Là où vivent les histoires
Certains contes appartiennent à l'enfance. D'autres nous rappellent que nous n'avons jamais cessé de rêver.
En offrant cette création à une ancienne collègue, je me suis demandé si elle n'était pas devenue « trop grande » pour le Petit Chaperon Rouge.
Mais en la réalisant, j'ai compris que les contes ne sont pas réservés aux enfants. Ils vivent dans nos souvenirs, dans nos rêves et dans cette part de nous qui continue de s'émerveiller.

Un univers de transmission
Cette pièce s’ancre dans l’univers des récits populaires et des contes anciens, ceux qui accompagnent l’imaginaire depuis toujours.
Le choix du conte s’est imposé comme une évidence : une résonance avec une époque plus lointaine, presque enfouie, où les histoires façonnent encore la perception du monde.
Une manière d’ouvrir une porte vers une jeunesse intérieure, discrète mais persistante.
La matière du conte
Le papier devient ici un espace de narration.

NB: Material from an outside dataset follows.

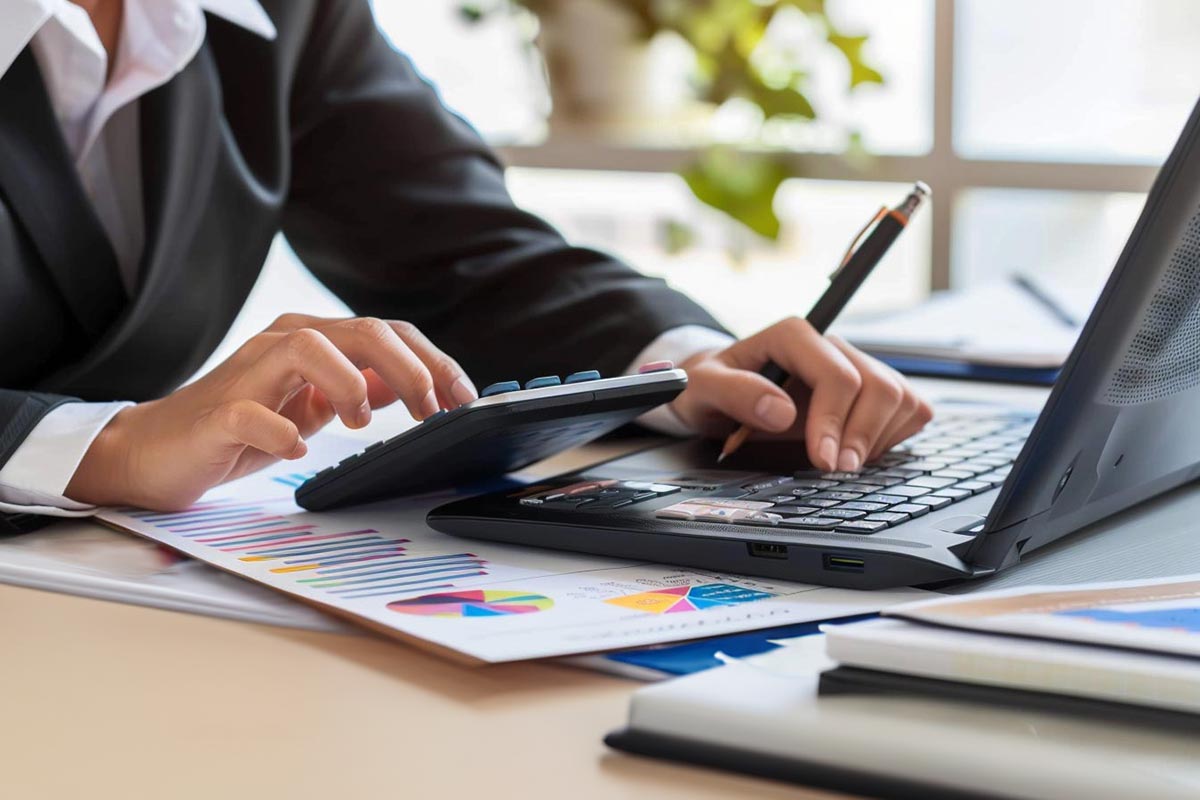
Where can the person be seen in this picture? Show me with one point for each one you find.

Les volumes construisent un décor fragmenté, comme des scènes qui apparaissent au fil du regard. Les reliefs suggèrent des passages, des seuils, des moments suspendus entre apparition et souvenir.
La matière ne raconte pas directement : elle laisse affleurer le récit.
L'intention
Cette création, je l'ai faite pour une ancienne collègue, et s’inscrit dans une réflexion sur la manière dont les histoires traversent le temps.
Elle explore la puissance des récits anciens, leur capacité à réactiver des imaginaires personnels, même à partir d’un geste simple : le choix de conte.
Une vidéo pour découvrir les reliefs sous un autre angle.

Au plus près des reliefs
Mon regard sur la création
Ce travail est né d’une recherche intuitive, presque spontanée, autour d’un récit déjà existant.
J’ai cherché à laisser le conte guider la forme, à transformer une histoire en espace tangible, sans chercher à la figer.